I peered over my shoulder, my finger to my lips in a shh. “I’m not allowed to say.” I smiled the rest of the way out of the store, proud of my flirty banter. It wasn’t like me to be so playful. It felt good. It felt liberating. It didn’t even feel all that unnatural.

“Where to next?” he asked when he joined me outside with his bags.

“The closest Greenmarket open on Thursdays is in Port Authority.” I’d looked it up while he was still inside.

JC glanced at his watch before stepping toward the curb to hail a taxi. “And is that the last stop for the day?”

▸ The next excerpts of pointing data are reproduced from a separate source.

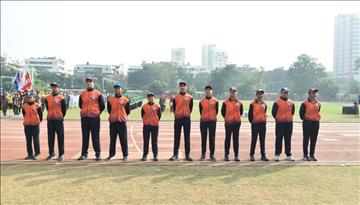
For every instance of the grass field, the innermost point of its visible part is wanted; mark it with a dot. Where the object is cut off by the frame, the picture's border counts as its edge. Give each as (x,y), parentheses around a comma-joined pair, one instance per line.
(331,112)
(161,184)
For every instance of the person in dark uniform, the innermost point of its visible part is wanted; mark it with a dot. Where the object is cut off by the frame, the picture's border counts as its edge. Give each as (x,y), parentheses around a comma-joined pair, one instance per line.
(232,110)
(283,111)
(310,115)
(257,118)
(56,107)
(209,108)
(32,118)
(182,104)
(4,103)
(118,107)
(16,104)
(151,114)
(91,103)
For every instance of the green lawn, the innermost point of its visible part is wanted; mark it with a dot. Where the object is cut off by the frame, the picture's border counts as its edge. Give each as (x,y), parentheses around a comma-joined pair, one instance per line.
(331,112)
(161,184)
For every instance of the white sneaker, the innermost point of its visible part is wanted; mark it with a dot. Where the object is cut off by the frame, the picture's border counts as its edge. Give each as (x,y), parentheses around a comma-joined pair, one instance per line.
(277,158)
(289,158)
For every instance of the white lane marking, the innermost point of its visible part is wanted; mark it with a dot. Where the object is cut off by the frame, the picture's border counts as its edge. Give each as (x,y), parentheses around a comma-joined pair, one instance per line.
(329,140)
(133,139)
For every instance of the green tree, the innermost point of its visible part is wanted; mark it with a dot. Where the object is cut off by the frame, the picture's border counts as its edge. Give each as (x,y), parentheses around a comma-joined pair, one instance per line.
(304,73)
(328,88)
(353,87)
(156,87)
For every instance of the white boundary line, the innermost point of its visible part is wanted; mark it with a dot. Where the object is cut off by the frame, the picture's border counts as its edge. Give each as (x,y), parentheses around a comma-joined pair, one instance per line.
(133,139)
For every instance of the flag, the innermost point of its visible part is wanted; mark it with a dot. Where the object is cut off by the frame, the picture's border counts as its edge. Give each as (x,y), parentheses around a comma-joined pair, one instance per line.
(17,81)
(27,82)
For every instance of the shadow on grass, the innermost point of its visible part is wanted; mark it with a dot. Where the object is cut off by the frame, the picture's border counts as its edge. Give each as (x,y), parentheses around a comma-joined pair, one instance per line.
(120,173)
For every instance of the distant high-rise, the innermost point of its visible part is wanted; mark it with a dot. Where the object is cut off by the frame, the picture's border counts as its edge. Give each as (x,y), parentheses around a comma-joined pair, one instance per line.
(212,57)
(208,56)
(346,47)
(178,56)
(50,64)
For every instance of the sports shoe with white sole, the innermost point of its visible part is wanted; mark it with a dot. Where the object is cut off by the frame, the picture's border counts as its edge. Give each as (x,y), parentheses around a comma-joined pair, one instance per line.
(277,158)
(290,158)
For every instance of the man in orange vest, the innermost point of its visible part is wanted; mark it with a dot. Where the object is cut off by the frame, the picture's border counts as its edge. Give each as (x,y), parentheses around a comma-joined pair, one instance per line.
(257,118)
(91,103)
(182,104)
(231,110)
(118,107)
(56,107)
(151,114)
(32,117)
(310,114)
(283,110)
(209,107)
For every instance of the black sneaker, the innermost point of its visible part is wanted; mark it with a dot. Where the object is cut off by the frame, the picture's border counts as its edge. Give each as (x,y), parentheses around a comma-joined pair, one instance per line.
(313,158)
(305,158)
(36,156)
(61,157)
(29,157)
(263,158)
(109,158)
(252,158)
(50,157)
(188,158)
(82,157)
(212,158)
(173,158)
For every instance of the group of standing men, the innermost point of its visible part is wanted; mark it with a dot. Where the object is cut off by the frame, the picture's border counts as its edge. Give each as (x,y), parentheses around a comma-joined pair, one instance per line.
(92,104)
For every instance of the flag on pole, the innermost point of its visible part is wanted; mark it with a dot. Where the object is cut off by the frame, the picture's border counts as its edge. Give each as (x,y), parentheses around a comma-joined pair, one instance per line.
(17,81)
(27,82)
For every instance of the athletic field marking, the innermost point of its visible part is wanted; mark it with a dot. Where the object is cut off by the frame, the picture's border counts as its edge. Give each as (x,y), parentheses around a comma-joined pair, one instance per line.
(133,139)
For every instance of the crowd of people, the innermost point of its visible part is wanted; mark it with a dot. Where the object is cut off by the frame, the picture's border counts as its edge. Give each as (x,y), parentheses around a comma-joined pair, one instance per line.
(92,103)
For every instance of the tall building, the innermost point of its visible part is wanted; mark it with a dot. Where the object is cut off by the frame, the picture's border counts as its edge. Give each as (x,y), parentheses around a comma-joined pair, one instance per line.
(134,68)
(50,64)
(91,69)
(208,54)
(178,56)
(212,57)
(221,59)
(346,47)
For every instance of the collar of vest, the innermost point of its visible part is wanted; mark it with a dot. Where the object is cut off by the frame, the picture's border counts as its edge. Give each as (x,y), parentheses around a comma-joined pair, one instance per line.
(309,100)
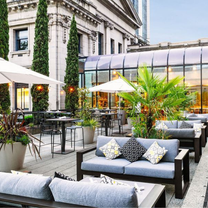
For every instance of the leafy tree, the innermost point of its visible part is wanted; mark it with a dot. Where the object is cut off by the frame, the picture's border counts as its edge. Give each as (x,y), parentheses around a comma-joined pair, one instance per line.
(72,70)
(159,99)
(41,57)
(4,50)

“Why? Do you need to be somewhere?” It was our last stop, but I’d sort of thought we’d spend the afternoon together as well. I suddenly worried he’d changed his mind about hanging out. Did he decide it wasn’t a good idea after all?

At the same time, I realized I was a mess of expectations and wants. First, I thought the idea was too intimate. Then I accepted it. Now I was having fun, and part of me wanted it to never end. It was exactly the reason I’d frowned at the plan in the first place. It was too hard to keep things casual outside of the bedroom.

“Only place I need to be is back in the hotel room.” He held up the La Perla bag. “And not because I’m tired.”

I swallowed, grateful for the cab that pulled over so I didn’t have to respond.

The driver was chatty, and JC entertained him the entire way to the market. I admired the way he could joke so easily. How he could make friends with a total stranger. Yet, except for what I knew of him physically, I really wasn’t much more of a stranger to him than the cabbie. He had that appearance, I realized, of being an open book while really he held more secrets than I did.